Let’s get the least interesting (if mostly like to generate piles of cash for Nintendo) part of the event out of the way: Nintendo’s move into Skylanders-like figurines, which it’s calling “amiibo.” We knew this was coming, and now we know how and when. Instead of subverting the genre Activision launched and that Disney’s been helping enlarge, Nintendo’s swimming into known waters with its own lineup of figurines that’ll communicate wirelessly with the Wii U GamePad and level up as you play. Nintendo says it’ll launch around 10 figures this November in tandem with Super Smash Bros. for Wii U, the first game they’re designed to work with, though expect support for others, including already-released games like Mario Kart 8, down the road.

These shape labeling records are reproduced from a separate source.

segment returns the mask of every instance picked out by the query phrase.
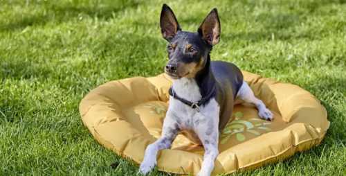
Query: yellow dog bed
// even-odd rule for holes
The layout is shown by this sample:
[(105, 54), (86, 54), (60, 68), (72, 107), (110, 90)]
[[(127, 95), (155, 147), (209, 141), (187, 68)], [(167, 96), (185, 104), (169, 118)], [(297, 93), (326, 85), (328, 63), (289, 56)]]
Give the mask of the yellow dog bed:
[[(220, 154), (212, 175), (255, 168), (307, 150), (322, 141), (329, 126), (324, 107), (309, 92), (251, 73), (243, 74), (275, 118), (262, 120), (255, 108), (235, 105), (219, 139)], [(82, 119), (107, 148), (140, 163), (146, 147), (161, 137), (171, 85), (164, 73), (109, 82), (82, 99)], [(202, 146), (179, 135), (171, 150), (158, 153), (158, 169), (197, 175), (203, 154)]]

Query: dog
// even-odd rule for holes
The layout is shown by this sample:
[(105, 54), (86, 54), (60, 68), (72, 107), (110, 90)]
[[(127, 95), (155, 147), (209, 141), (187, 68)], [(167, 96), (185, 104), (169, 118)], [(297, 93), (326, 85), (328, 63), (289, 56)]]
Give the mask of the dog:
[(212, 48), (220, 39), (217, 8), (204, 19), (197, 33), (192, 33), (183, 31), (172, 9), (163, 4), (160, 26), (163, 37), (169, 43), (170, 60), (165, 73), (172, 79), (170, 105), (162, 137), (146, 148), (138, 173), (149, 173), (156, 164), (158, 152), (170, 149), (176, 137), (182, 134), (192, 143), (204, 147), (197, 175), (210, 175), (219, 155), (219, 137), (230, 120), (236, 97), (253, 103), (263, 119), (272, 121), (273, 115), (255, 97), (238, 67), (210, 60)]

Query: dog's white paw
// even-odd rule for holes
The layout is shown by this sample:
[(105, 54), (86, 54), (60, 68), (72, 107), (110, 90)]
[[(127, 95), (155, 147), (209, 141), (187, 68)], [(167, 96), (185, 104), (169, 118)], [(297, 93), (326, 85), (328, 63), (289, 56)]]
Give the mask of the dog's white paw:
[(137, 175), (140, 175), (140, 173), (143, 175), (146, 175), (148, 173), (150, 173), (152, 171), (152, 169), (155, 167), (155, 165), (156, 164), (156, 161), (143, 161), (142, 164), (140, 164), (140, 166), (139, 167), (139, 170), (138, 173), (137, 173)]
[(206, 169), (201, 169), (199, 173), (198, 173), (197, 176), (210, 176), (210, 173), (208, 172), (208, 170), (206, 170)]
[(262, 118), (267, 121), (273, 121), (273, 118), (274, 118), (274, 115), (273, 114), (273, 113), (271, 113), (271, 112), (266, 108), (262, 108), (262, 109), (260, 109), (258, 115)]

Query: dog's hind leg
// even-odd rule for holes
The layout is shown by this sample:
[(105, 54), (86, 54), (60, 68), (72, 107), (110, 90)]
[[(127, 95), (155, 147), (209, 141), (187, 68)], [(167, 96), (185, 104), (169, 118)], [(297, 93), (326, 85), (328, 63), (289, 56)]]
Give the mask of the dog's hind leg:
[(145, 149), (144, 159), (140, 164), (138, 175), (140, 173), (146, 174), (150, 172), (156, 164), (157, 152), (163, 149), (170, 149), (172, 143), (181, 132), (179, 124), (167, 112), (163, 122), (162, 137)]
[(273, 113), (266, 107), (262, 100), (255, 97), (253, 90), (245, 81), (243, 82), (237, 96), (246, 103), (255, 104), (258, 109), (260, 117), (267, 121), (273, 121), (274, 117)]

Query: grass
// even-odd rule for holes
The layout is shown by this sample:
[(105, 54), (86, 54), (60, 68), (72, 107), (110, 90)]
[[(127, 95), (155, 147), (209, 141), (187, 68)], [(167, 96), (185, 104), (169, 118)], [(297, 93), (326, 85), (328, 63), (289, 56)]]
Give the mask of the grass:
[(190, 31), (217, 8), (212, 59), (298, 85), (328, 112), (318, 146), (239, 175), (346, 175), (345, 0), (0, 0), (0, 175), (137, 172), (94, 140), (78, 105), (108, 81), (162, 73), (163, 3)]

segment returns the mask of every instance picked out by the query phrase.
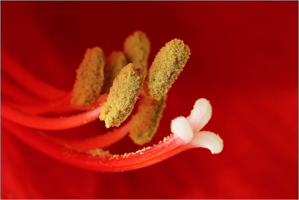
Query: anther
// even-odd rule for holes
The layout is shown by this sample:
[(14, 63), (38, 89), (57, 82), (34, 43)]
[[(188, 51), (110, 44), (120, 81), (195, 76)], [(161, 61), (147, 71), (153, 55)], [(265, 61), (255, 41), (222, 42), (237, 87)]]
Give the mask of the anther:
[(105, 80), (101, 93), (109, 93), (113, 81), (120, 70), (128, 62), (123, 52), (121, 51), (114, 51), (107, 59), (107, 63), (104, 72)]
[(145, 71), (129, 63), (124, 67), (113, 81), (110, 93), (101, 110), (100, 119), (106, 127), (118, 126), (131, 114), (140, 93)]
[(144, 82), (144, 92), (157, 100), (165, 95), (189, 58), (190, 49), (182, 41), (173, 40), (156, 55)]
[(90, 105), (99, 95), (104, 84), (105, 57), (103, 50), (96, 47), (88, 49), (84, 58), (77, 69), (71, 101), (78, 106)]
[(152, 140), (159, 126), (166, 100), (166, 96), (158, 100), (143, 96), (130, 123), (129, 136), (135, 143), (142, 145)]
[(150, 45), (145, 34), (136, 31), (126, 39), (123, 50), (129, 62), (135, 63), (135, 67), (142, 67), (147, 71)]

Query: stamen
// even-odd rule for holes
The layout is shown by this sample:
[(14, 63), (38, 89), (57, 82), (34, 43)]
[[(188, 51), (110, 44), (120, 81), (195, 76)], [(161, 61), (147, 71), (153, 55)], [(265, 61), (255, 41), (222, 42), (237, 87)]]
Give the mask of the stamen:
[(109, 93), (113, 81), (122, 68), (128, 63), (126, 56), (122, 51), (114, 51), (107, 59), (107, 64), (104, 72), (105, 80), (101, 93)]
[(131, 114), (145, 76), (144, 70), (132, 63), (121, 69), (101, 111), (99, 118), (105, 121), (106, 127), (118, 126)]
[(198, 99), (187, 119), (192, 125), (194, 133), (201, 130), (210, 121), (212, 116), (212, 106), (205, 99)]
[(88, 49), (77, 69), (71, 103), (79, 106), (94, 102), (104, 84), (105, 56), (100, 47)]
[(180, 40), (167, 43), (160, 49), (145, 78), (144, 92), (157, 100), (166, 94), (189, 58), (190, 50)]
[(132, 117), (130, 125), (129, 136), (135, 144), (142, 145), (152, 140), (166, 106), (166, 96), (158, 101), (143, 96), (137, 112)]
[(137, 31), (126, 39), (123, 50), (129, 62), (135, 64), (136, 67), (142, 67), (146, 72), (150, 45), (145, 34)]
[(101, 105), (91, 110), (70, 117), (44, 117), (23, 113), (1, 101), (1, 116), (15, 123), (34, 128), (61, 130), (82, 126), (98, 117)]

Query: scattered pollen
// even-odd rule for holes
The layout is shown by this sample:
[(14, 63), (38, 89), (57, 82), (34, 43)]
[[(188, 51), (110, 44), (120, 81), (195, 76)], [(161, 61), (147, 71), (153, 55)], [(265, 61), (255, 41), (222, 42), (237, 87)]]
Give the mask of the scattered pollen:
[(183, 70), (189, 58), (190, 49), (182, 41), (173, 40), (156, 55), (144, 81), (144, 92), (159, 100), (165, 95)]
[(132, 63), (121, 69), (101, 110), (99, 118), (105, 121), (106, 127), (118, 126), (131, 114), (145, 76), (142, 68), (135, 68)]
[(129, 136), (135, 144), (142, 145), (152, 140), (159, 126), (166, 100), (166, 96), (159, 100), (143, 96), (130, 123)]
[[(105, 80), (102, 90), (102, 93), (109, 93), (113, 81), (120, 70), (127, 65), (128, 62), (123, 52), (114, 51), (107, 59), (107, 64), (104, 72)], [(136, 65), (135, 66), (136, 66)]]
[(136, 67), (142, 67), (147, 71), (150, 45), (145, 34), (136, 31), (126, 39), (123, 50), (129, 62), (135, 63)]
[(71, 103), (79, 106), (88, 105), (95, 101), (104, 84), (105, 56), (96, 47), (86, 50), (82, 62), (77, 69)]
[(87, 153), (90, 154), (93, 157), (97, 156), (104, 157), (111, 155), (109, 150), (104, 151), (101, 149), (95, 149), (87, 151)]

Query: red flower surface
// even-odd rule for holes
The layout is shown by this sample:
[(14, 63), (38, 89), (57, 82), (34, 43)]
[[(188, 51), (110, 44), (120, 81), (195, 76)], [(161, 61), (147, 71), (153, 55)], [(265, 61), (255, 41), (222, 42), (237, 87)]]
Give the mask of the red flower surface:
[[(219, 134), (225, 143), (219, 154), (193, 149), (145, 168), (103, 173), (33, 149), (4, 128), (2, 120), (1, 199), (298, 198), (298, 1), (1, 5), (1, 48), (33, 74), (65, 91), (72, 88), (88, 48), (100, 46), (107, 55), (142, 30), (151, 43), (150, 62), (166, 42), (183, 40), (190, 58), (168, 93), (158, 132), (148, 144), (169, 135), (171, 119), (187, 116), (201, 98), (213, 109), (204, 129)], [(6, 59), (2, 54), (1, 58)], [(2, 97), (5, 80), (13, 81), (2, 71), (5, 67), (1, 63)], [(96, 120), (45, 132), (78, 139), (105, 128)], [(140, 148), (127, 137), (109, 149), (121, 154)]]

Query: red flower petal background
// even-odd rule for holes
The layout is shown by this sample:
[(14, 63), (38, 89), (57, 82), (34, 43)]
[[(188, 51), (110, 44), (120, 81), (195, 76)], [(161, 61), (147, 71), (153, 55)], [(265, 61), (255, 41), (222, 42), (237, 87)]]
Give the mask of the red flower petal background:
[[(219, 154), (193, 149), (145, 168), (104, 173), (56, 160), (1, 127), (1, 199), (298, 199), (298, 1), (1, 5), (1, 47), (66, 90), (88, 48), (100, 46), (107, 56), (141, 30), (151, 43), (150, 64), (166, 42), (183, 40), (191, 55), (149, 144), (169, 135), (171, 119), (187, 116), (202, 97), (213, 108), (204, 130), (224, 141)], [(47, 132), (83, 138), (104, 131), (103, 124)], [(140, 148), (126, 137), (108, 149)]]

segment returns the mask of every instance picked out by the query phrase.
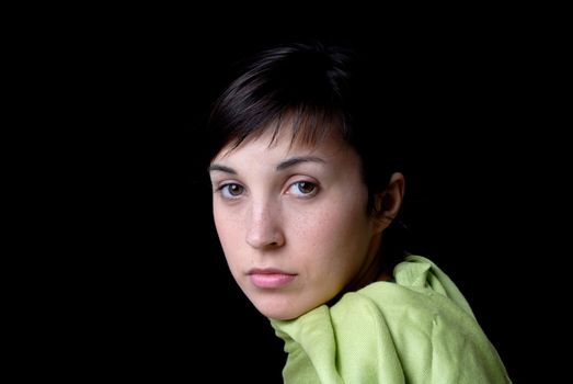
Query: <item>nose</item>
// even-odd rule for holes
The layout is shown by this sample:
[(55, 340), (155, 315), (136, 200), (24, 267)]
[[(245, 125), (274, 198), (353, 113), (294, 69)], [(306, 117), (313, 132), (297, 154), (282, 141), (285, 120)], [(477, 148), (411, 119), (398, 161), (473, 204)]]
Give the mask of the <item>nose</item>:
[(255, 249), (273, 249), (284, 246), (280, 210), (272, 204), (251, 206), (250, 222), (247, 224), (247, 244)]

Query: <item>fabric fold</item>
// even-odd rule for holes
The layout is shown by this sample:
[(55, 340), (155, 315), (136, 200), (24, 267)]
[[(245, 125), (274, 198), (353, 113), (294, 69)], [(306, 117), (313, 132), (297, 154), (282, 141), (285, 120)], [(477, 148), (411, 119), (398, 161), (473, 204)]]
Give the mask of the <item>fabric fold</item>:
[(463, 295), (409, 256), (376, 282), (293, 320), (271, 320), (288, 353), (285, 383), (511, 383)]

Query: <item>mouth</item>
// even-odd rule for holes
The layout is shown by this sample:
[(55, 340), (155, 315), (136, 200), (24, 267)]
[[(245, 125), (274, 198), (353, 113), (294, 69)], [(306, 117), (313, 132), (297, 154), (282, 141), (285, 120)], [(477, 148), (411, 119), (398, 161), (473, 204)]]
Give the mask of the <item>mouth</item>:
[(248, 273), (251, 283), (260, 289), (277, 289), (289, 284), (297, 276), (277, 269), (252, 269)]

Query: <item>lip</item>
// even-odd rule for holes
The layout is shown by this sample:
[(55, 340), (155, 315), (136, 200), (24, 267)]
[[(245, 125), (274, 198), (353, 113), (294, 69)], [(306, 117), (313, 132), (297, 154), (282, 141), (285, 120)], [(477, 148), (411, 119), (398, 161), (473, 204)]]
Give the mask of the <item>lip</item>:
[(290, 283), (297, 276), (295, 273), (288, 273), (278, 269), (254, 268), (248, 273), (251, 283), (260, 289), (277, 289)]

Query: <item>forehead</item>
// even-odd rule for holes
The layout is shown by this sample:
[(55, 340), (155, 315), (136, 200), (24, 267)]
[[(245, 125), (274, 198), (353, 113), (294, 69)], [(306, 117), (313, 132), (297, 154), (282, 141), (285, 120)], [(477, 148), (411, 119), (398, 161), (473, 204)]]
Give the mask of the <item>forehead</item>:
[(241, 143), (233, 140), (222, 147), (213, 161), (234, 158), (248, 151), (267, 156), (289, 156), (294, 154), (314, 154), (323, 156), (336, 156), (351, 149), (337, 132), (328, 132), (321, 135), (309, 136), (306, 132), (297, 132), (293, 124), (284, 124), (280, 127), (268, 126), (247, 136)]

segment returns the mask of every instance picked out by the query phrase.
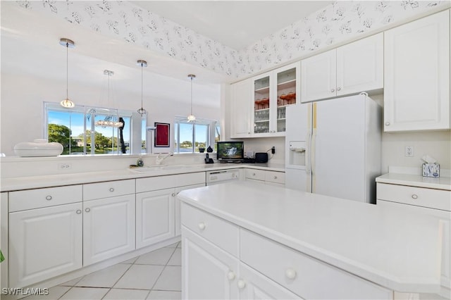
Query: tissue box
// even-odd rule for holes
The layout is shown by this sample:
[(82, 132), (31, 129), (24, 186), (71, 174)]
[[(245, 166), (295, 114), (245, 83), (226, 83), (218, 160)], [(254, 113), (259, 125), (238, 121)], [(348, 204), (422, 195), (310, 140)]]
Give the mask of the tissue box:
[(424, 177), (440, 177), (440, 165), (438, 163), (424, 163)]

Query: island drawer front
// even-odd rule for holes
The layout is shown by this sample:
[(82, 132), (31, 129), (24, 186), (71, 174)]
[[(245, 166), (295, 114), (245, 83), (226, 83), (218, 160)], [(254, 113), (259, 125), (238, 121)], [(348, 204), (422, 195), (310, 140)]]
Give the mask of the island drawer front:
[(266, 171), (265, 181), (285, 185), (285, 173), (283, 172)]
[(264, 181), (266, 172), (264, 170), (246, 169), (246, 178)]
[(81, 185), (10, 192), (8, 211), (11, 213), (81, 202), (82, 196), (83, 188)]
[(83, 185), (83, 200), (85, 201), (130, 194), (135, 194), (134, 179)]
[(393, 299), (390, 290), (274, 241), (240, 235), (240, 260), (304, 299)]
[(451, 192), (377, 183), (377, 199), (451, 211)]
[(142, 193), (199, 184), (205, 185), (205, 172), (137, 178), (136, 192)]
[(201, 237), (238, 256), (238, 227), (220, 218), (182, 202), (182, 224)]

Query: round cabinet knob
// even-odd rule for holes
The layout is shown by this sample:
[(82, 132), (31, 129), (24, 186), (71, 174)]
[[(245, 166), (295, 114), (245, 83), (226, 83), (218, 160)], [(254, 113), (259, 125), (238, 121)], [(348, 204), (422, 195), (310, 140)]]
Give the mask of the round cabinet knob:
[(285, 275), (288, 279), (295, 279), (295, 278), (296, 278), (296, 271), (295, 270), (292, 269), (291, 268), (288, 268), (285, 271)]
[(197, 227), (199, 227), (199, 229), (200, 229), (201, 230), (204, 230), (205, 229), (205, 223), (204, 222), (201, 222), (199, 223), (199, 225), (197, 225)]
[(235, 273), (233, 271), (229, 271), (228, 273), (227, 273), (227, 278), (229, 280), (233, 280), (235, 279)]
[(238, 289), (242, 289), (246, 287), (246, 282), (245, 282), (245, 280), (243, 280), (242, 279), (240, 279), (237, 282), (237, 285), (238, 286)]

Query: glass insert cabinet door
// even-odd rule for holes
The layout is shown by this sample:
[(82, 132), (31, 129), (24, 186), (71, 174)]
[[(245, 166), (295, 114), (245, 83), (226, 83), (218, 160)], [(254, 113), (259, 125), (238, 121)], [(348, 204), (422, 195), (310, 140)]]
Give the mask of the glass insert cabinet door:
[(285, 131), (285, 108), (296, 104), (296, 68), (277, 73), (276, 131)]
[(269, 75), (254, 81), (254, 133), (269, 132)]

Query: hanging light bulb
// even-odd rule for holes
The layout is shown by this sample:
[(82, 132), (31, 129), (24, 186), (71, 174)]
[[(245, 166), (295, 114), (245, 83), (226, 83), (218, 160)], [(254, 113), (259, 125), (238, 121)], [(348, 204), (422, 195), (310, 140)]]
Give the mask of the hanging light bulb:
[(188, 115), (188, 122), (194, 122), (196, 120), (196, 117), (192, 114), (192, 80), (196, 77), (195, 75), (190, 74), (188, 78), (191, 79), (191, 113)]
[(146, 113), (146, 110), (142, 107), (142, 68), (147, 66), (147, 62), (140, 59), (136, 63), (138, 65), (141, 65), (141, 108), (138, 109), (138, 113), (142, 117), (142, 115)]
[(63, 107), (66, 107), (66, 108), (72, 108), (75, 106), (73, 101), (69, 100), (68, 96), (68, 73), (69, 73), (69, 68), (68, 68), (68, 56), (69, 56), (69, 48), (73, 48), (75, 46), (75, 43), (69, 39), (61, 39), (59, 40), (59, 44), (62, 46), (66, 46), (66, 99), (60, 102), (60, 104)]
[[(108, 87), (107, 87), (107, 101), (109, 102), (109, 101), (110, 101), (110, 77), (111, 76), (113, 76), (114, 75), (114, 72), (111, 71), (109, 70), (104, 70), (104, 75), (106, 75), (108, 76)], [(94, 111), (95, 113), (95, 111)], [(99, 120), (97, 121), (96, 121), (95, 123), (95, 125), (96, 126), (100, 126), (100, 127), (121, 127), (122, 126), (123, 126), (124, 123), (120, 121), (116, 121), (116, 120), (117, 120), (117, 115), (116, 118), (115, 118), (113, 115), (107, 115), (105, 117), (104, 120)]]

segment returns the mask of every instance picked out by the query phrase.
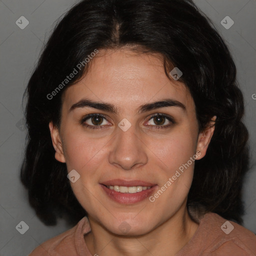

Some of the more interesting games in Nintendo’s presentation included Yoshi’s Wooly World (previously referred to as “Yarn Yoshi”) for Wii U, starring Yoshi as a bounding ball of filaments exploring a gorgeous, pliable 2.5D world, and a Wii U puzzle game starring Captain Toad that extracts levels from Super Mario 3D World and turns them into perspective-shiftable puzzles through which you’ll hunt for coins, gems and stars. And Mario Maker — a Miyamoto-led design tool that’ll let you roll your own Super Mario Bros. game using the Wii U GamePad — has the potential to be spectacular when it arrives sometime in the first half of 2015.
Nintendo announced a $20 adapter for GameCube or WaveBird controllers that’ll let you use either with Super Smash Bros., due on 3DS October 3 and by the holidays for Wii U. We saw a bit more of Hyrule Warriors, the Zelda-meets-Dynasty Warriors brawler for Wii U, which Nintendo says it’ll launch September 26. 3DS versions of Pokémon Omega Ruby and Pokémon Alpha Sapphire were confirmed for November. And we caught another glimpse of Bayonetta 2, now due in October.
And of course we had our first look at Zelda for Wii U (that’s it up top): a gorgeous long shot of Hyrule with close-in focus on exquisitely detailed blades of swishing grass, running to distant mountains at the other end of a vast expanse. You can go all the way to those mountains and back, says Nintendo … which of course brought to mind Bethesda’s pitch for Oblivion in 2004 or 2005, though it’s hard not to feel a little thrill at the prospect of playing something like Nintendo’s version of Skyrim. The soonest we’ll get to do so is 2015, says Nintendo.
All told, a respectable if downtempo showing. If the goal was to generate the kind of buzzy spectacle Sony and Microsoft do nowadays, you could argue Nintendo failed. But this is what Nintendo does, and it still manages to with a certain amount of dignity. Whether all these predominantly first-party games aimed less at enthusiast than generalist players can pull the company out of the red this year, or bring the Wii U back to something approximating life when titles like Zelda and Star Fox hit in 2015 (for the latter, see my interview with Shigeru Miyamoto here) remains as much a question now as it was a year ago.